Year-end with revenue growth and a confirmed commitment to a sustainable future

AD Plastik Group has published its Integrated Annual Report for 2024, the first report prepared in accordance with the new European Sustainability Reporting Standards (ESRS). This further confirms the commitment to transparency, responsible business practices, and progress in aligning with the latest European Union regulatory framework. An independent auditing firm issued a positive opinion on compliance with the requirements of the European Delegated Act, making AD Plastik Group one of the first Croatian companies to successfully pass the reporting audit according to the new standards.

During the reporting period, the Group made a significant step forward, reaching operating revenue of EUR 152.44 million, representing a 17.9 percent increase compared to the previous year. EBITDA increased by an impressive 86.0 percent, reaching EUR 13.41 million, while net profit amounted to EUR 2.13 million. In addition to a strong operational recovery, the Group further reduced its debt level, thereby creating a solid foundation for future growth.
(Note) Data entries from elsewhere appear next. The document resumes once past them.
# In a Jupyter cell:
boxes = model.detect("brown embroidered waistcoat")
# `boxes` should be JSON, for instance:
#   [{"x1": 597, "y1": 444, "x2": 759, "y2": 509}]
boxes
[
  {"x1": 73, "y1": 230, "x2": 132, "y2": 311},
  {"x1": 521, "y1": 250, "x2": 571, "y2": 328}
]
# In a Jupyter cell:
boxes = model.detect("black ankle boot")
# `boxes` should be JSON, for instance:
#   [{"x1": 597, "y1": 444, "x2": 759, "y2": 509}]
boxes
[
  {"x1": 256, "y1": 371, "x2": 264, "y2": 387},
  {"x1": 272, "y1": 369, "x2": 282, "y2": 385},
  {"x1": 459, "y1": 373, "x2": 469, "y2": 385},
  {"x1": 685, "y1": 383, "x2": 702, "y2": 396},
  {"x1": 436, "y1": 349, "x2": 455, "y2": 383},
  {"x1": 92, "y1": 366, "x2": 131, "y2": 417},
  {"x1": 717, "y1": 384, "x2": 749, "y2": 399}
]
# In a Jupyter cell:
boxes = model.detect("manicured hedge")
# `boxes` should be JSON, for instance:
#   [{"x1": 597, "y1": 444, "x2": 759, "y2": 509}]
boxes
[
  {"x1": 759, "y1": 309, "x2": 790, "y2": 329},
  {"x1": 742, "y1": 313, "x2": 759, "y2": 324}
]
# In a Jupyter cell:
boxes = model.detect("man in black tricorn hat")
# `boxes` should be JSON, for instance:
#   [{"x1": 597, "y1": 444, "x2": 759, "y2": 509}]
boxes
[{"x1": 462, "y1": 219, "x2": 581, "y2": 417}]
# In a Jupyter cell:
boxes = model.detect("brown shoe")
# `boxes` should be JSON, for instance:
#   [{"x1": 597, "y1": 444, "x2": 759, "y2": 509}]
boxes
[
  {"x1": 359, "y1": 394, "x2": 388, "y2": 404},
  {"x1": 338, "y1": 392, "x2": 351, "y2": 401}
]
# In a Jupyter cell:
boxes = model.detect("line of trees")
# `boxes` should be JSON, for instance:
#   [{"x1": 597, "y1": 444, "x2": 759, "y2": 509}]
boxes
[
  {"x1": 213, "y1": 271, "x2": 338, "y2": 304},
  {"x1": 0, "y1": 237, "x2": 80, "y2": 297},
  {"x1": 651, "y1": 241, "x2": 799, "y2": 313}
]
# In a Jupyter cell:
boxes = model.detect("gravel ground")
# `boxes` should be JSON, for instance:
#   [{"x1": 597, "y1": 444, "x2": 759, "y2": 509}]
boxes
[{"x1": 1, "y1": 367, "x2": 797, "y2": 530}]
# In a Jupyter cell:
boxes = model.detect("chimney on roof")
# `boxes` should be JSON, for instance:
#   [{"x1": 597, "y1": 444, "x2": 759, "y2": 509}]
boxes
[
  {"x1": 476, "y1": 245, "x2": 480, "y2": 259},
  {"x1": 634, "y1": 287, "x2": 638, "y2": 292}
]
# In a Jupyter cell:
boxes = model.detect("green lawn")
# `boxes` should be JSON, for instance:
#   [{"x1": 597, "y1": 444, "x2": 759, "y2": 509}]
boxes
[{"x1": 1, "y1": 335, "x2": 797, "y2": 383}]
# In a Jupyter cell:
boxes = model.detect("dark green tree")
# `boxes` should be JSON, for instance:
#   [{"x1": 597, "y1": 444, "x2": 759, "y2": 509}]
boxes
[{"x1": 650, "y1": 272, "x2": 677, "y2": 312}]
“Although current global trends – from the slowdown in electric vehicle sales to regulatory and tariff pressures – continue to introduce a new level of uncertainty in the automotive industry, we remain firmly focused on strategic development, innovation, and expansion in the European market. During the reporting period, new deals worth EUR 54.8 million were sealed, and the beginning of 2025 was marked by the conclusion of a significant contract worth EUR 126.8 million with a new customer in the European market. The total value of newly contracted projects in the last two years is almost EUR 300 million, which confirms the long-term sustainability and market relevance of our business model,“ said Marinko Došen, President of the Management Board of AD Plastik Group. 

This year’s report not only ensures regulatory compliance but also demonstrates concrete progress in sustainability reporting, including an in-depth materiality analysis, stakeholder engagement, and consistent integration of ESG goals into the business strategy. Comparison with the previous year confirms significant improvements in transparency, data quality, and reporting methodology.

Numerous sustainability indicators show positive developments, such as a remarkable 101.5 percent increase in the amount of recycled waste, a 46 percent increase in the share of recycled materials in products, and a 22.3 percent reduction in the workplace injury rate. These advancements are the result of continuous and targeted investments, process optimization, and ongoing improvements to the working environment.

“The financial indicators clearly reflect the stability we have achieved. In addition to profit generated, revenue growth, and a strong increase in operational efficiency, we have further reduced debt and consolidated the Group’s financial position. This has provided a solid foundation for resilience, flexibility, and continued growth in line with the challenges ahead—as well as the ambitions we strive for,” concluded Došen.